NBC News has yet to officially publicly address growing criticism that the network intentionally spiked a story that could have broke open the sexual harassment allegations against Harvey Weinstein.
An NBC spokesperson on Wednesday did not return a request for comment or statement from the Washington Examiner.
After journalist Ronan Farrow, a former NBC employee and MSNBC anchor, published his own story about the scandal in New Yorker magazine, some wondered why NBC — to which Farrow said he first offered the story — did not run it itself.
“Speaking of media complicity ask yourself why NBC reporter @RonanFarrow wrote this for The New Yorker,” CNN anchor Jake Tapper said Tuesday on Twitter, following the story’s publication.
Farrow’s story featured other alleged victims of Weinstein’s abuse and came with a 2015 audio recording of Weinstein apparently admitting to having groped one model.
Farrow appeared Tuesday night on MSNBC’s “Maddow” and host Rachel Maddow asked why he published the story with the New Yorker rather than NBC.
“You would have to ask NBC and NBC executives about the details of that story,” he said. “I’m not going to comment on any news organization’s story that they did or didn’t run.”
He added, “there are now reports emerging publicly about the kinds of pressure that news organizations face in this [scandal], and that is real.”

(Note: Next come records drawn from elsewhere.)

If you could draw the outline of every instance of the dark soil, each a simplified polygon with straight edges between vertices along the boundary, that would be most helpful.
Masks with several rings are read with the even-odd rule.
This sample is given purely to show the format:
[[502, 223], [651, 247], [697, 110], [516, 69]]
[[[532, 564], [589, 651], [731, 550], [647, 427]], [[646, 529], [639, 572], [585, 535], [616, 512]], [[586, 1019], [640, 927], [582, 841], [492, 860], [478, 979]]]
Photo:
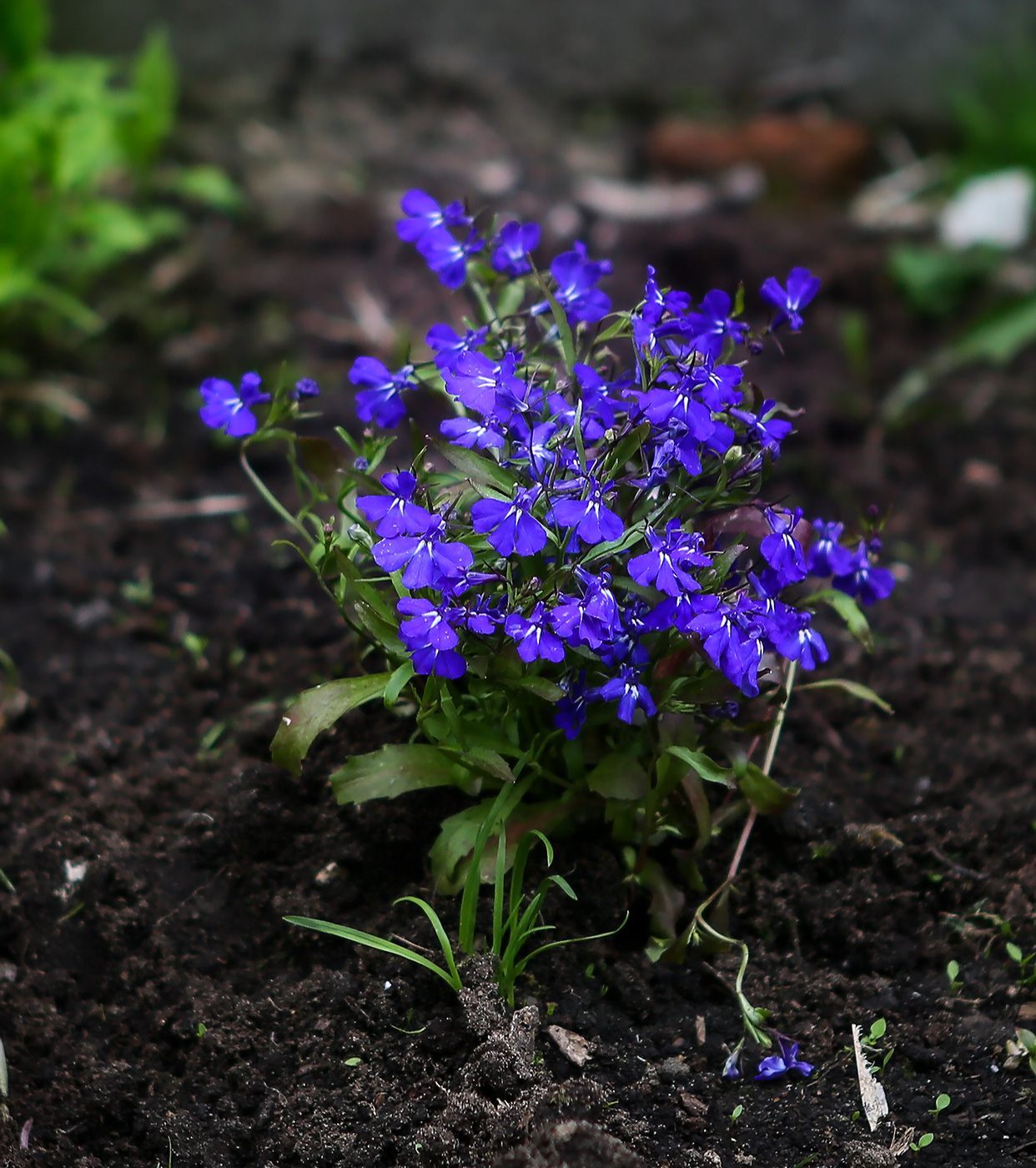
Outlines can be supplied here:
[[[1034, 355], [960, 376], [882, 443], [878, 389], [934, 338], [891, 297], [877, 243], [825, 210], [613, 239], [620, 303], [647, 260], [695, 293], [757, 287], [793, 263], [825, 277], [808, 331], [758, 366], [771, 396], [808, 408], [772, 494], [846, 519], [890, 506], [901, 565], [874, 613], [875, 656], [839, 642], [827, 669], [896, 715], [795, 698], [777, 774], [802, 795], [758, 827], [733, 902], [750, 996], [816, 1072], [728, 1085], [732, 958], [651, 965], [635, 898], [617, 937], [535, 964], [513, 1018], [478, 971], [458, 1001], [411, 966], [280, 920], [422, 936], [391, 903], [429, 895], [424, 857], [459, 797], [334, 805], [326, 776], [345, 756], [409, 731], [377, 707], [327, 736], [301, 779], [270, 765], [284, 701], [347, 673], [349, 639], [258, 505], [169, 520], [140, 507], [248, 489], [186, 408], [197, 375], [301, 354], [345, 419], [357, 345], [314, 338], [300, 313], [339, 312], [349, 281], [415, 332], [456, 307], [383, 227], [359, 239], [328, 229], [319, 246], [199, 230], [206, 260], [164, 310], [180, 347], [158, 361], [127, 318], [84, 357], [110, 390], [96, 419], [0, 450], [0, 646], [29, 701], [11, 703], [0, 734], [0, 868], [15, 889], [0, 888], [0, 1160], [863, 1168], [892, 1163], [911, 1129], [934, 1133], [924, 1163], [1036, 1160], [1036, 1080], [1002, 1066], [1020, 1014], [1034, 1016], [1004, 951], [1008, 936], [1036, 947]], [[849, 312], [869, 326], [867, 374], [844, 357]], [[161, 444], [141, 403], [155, 385], [172, 403]], [[563, 932], [621, 918], [631, 894], [604, 836], [561, 841], [558, 865], [580, 897], [552, 906]], [[871, 1135], [846, 1048], [851, 1023], [878, 1017], [895, 1048], [891, 1117]], [[593, 1044], [584, 1068], [548, 1026]]]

The Daily Beast published a story Wednesday morning with an unnamed NBC source who defended the network.
“Ronan has had a non-exclusive relationship with NBC News for the last year,” the source said. “He brought NBC News early reporting [on Weinstein] that didn’t meet the standard to go forward with a story; it was nowhere close to what ultimately ran in the New York Times or the New Yorker — for example, at that time he didn’t have one accuser willing to go on the record or identify themselves.”
Freelance journalist Yashar Ali wrote Wednesday on Twitter, again citing an unnamed NBC source, that a townhall meeting at the network included NBC News President Noah Oppenheim telling staff there was no attempt at spiking or delaying any story related to Weinstein.
“Saying NBC didn’t have same story that ended up in New Yorker and idea NBC would sit on a story because of powerful person is not real,” Ali said his source told him of Oppenheim’s remarks.
Before the New York Times broke the story about the allegations late last week, there were reports that both the Times and Farrow were chasing the story. The Times published its version first last Thursday and Farrow’s ran five days later.